Here are the main cues that your kid is ready to try the potty:
- Your child tells you when she needs a diaper change.
- Your child tells you before she is going.
- Your child stays dry for 2 hours straight in a diaper.
- Your child asks to wear underwear.
Build excitement with books and videos. Once your child starts to demonstrate these cues, then read books and watch videos about toilet training.
Set an example. So long, privacy! Welcome to a world of bathroom cohabitation. Allow your child to accompany you to the bathroom to see what you are doing. You can place a kid-sized seat in the bathroom, but Dr. Levine suggests you wait until your child asks to use it before you offer it. "I think the process should be completely driven by the child for the greatest chance of success," says Dr. Levine. And get ready for the public announcement of your own potty success ("Mommy made a poo poo!").
Buy fun underwear. Choo Choo undies! Where do I sign up? Build some buzz over graphic underwear and once your child makes the switch, "go for it and don't look back," advises Dr. Levine. "The message is, 'You wear underwear now' so don't put a diaper on for your own convenience," she says. You should be completely committed to the process or you will be sending mixed messages.

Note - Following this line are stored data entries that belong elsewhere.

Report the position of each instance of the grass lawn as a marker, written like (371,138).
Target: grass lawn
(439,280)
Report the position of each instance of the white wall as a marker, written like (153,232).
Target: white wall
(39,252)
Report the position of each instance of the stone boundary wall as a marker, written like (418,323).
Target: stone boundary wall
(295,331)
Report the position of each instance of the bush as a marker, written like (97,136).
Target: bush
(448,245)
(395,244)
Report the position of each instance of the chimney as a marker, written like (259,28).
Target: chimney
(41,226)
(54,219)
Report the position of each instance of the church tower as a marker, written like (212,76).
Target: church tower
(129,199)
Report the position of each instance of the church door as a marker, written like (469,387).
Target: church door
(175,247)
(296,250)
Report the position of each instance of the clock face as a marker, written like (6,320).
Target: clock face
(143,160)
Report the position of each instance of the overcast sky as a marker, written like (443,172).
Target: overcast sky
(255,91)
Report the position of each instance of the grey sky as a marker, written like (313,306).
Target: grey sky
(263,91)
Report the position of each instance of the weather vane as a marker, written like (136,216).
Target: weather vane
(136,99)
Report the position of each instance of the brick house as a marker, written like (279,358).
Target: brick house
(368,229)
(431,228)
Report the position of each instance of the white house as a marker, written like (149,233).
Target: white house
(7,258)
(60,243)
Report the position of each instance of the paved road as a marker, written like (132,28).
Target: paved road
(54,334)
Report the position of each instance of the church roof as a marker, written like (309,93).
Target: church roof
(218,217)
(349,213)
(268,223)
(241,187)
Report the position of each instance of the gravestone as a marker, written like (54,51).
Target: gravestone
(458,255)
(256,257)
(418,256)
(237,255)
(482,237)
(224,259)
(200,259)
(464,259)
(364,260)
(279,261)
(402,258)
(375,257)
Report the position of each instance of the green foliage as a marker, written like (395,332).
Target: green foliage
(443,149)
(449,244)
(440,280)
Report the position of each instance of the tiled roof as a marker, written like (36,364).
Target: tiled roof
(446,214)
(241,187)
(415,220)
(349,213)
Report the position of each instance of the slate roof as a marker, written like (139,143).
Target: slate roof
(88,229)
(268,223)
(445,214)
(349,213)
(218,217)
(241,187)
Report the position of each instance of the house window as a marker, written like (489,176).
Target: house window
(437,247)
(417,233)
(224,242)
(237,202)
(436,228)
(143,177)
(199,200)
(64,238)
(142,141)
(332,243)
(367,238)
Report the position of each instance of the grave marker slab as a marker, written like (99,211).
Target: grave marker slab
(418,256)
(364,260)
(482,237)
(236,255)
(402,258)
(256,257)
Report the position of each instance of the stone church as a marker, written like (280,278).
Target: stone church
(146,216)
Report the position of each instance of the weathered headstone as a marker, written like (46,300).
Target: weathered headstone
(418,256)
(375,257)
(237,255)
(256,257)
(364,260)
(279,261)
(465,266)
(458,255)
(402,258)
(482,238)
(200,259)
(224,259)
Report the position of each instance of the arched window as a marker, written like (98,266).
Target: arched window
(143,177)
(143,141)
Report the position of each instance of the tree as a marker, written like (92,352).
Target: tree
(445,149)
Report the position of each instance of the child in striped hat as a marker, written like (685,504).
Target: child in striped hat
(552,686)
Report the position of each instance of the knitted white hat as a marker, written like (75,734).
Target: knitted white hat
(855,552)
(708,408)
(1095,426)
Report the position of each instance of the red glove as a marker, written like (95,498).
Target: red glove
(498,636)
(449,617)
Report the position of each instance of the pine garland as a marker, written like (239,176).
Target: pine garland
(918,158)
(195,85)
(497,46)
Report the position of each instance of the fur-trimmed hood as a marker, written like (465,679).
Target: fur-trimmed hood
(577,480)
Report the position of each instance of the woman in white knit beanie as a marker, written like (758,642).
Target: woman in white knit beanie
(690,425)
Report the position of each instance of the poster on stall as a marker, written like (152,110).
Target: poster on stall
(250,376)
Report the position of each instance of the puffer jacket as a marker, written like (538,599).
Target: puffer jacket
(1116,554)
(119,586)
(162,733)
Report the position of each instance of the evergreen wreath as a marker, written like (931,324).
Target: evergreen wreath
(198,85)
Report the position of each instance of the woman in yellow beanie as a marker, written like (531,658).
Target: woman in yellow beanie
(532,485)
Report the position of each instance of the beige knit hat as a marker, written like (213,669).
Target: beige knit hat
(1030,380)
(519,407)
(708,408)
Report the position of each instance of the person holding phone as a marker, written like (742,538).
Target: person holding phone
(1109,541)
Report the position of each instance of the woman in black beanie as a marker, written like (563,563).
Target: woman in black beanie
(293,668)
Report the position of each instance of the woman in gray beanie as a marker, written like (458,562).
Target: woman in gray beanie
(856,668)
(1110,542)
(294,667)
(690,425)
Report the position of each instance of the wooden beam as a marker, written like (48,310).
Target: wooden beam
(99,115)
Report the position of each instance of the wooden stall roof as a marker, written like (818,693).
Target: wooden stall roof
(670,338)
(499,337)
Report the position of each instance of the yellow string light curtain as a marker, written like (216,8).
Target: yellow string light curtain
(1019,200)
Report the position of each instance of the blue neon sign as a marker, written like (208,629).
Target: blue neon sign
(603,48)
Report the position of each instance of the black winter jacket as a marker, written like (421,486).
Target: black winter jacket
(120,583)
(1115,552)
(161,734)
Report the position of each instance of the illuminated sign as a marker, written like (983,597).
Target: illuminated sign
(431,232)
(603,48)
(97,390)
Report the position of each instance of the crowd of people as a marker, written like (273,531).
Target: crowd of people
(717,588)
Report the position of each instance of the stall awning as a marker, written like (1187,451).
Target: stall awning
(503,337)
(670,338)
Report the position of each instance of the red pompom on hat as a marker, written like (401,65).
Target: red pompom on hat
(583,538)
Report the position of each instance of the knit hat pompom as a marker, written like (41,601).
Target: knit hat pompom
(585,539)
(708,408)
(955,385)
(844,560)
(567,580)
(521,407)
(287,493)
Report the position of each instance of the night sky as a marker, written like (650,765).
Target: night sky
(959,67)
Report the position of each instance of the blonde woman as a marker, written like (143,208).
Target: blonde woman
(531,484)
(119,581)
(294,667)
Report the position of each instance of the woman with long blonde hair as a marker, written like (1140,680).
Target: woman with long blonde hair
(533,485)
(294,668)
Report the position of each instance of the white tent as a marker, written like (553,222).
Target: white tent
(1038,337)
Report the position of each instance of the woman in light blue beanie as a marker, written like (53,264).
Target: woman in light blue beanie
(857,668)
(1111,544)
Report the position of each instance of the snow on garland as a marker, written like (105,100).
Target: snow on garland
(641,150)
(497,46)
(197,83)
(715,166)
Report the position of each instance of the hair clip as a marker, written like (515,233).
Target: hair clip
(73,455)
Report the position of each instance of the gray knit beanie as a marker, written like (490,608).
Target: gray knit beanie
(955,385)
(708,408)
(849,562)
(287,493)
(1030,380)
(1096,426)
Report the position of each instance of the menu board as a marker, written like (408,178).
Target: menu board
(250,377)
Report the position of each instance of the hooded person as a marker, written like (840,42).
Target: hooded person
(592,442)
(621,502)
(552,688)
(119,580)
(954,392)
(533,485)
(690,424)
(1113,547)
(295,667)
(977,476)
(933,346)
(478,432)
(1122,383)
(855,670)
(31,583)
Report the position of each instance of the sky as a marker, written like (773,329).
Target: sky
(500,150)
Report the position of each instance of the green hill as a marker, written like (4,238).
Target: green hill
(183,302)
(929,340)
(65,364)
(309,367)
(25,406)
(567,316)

Reconsider the Pull-ups. Levine discourages the use of Pull-ups. "Kids should either be in diapers that they're allowed to pee in or wear underwear that will get wet if they have an accident, which is a natural negative reinforce," she says.
Go portable. You've probably seen them at the parks and thought "I'll never tote a toilet!" but now you see how convenient a foldable commode is (more than begging a bodega owner for a bathroom key and crossing your fingers it was cleaned recently). A portable potty can reinforce toilet training while you're out and about. And don't forget to carry around a spare set of clothes in case of accidents.
Rewarding Potty Training Success
"If your child has a successful day, praise him for the accomplishment," says Dr. Levine. Reward charts and even small bribes, such as a cookie or a small toy, are great positive reinforcements. Just don't punish accidents. "Positive reinforcement is more powerful," says Dr. Levine. What if you're seeing a lot of accidents? Most likely your child isn't ready. "Put away the underwear and try again when your child shows interest," she says.
That's exactly what Motz did. She put her son back in diapers and stopped talking about potty training. She stopped watching potty-training videos and stopped putting him on the potty. Then about a week later, Kyle announced, "Mommy, I don't want to wear diapers anymore." "He went upstairs, took off his diaper, put on his underwear and never had an accident again!" says Motz. "I discovered for my other two children to just wait until they're ready to start potty training. It's not a perfect science, but what in parenting is?"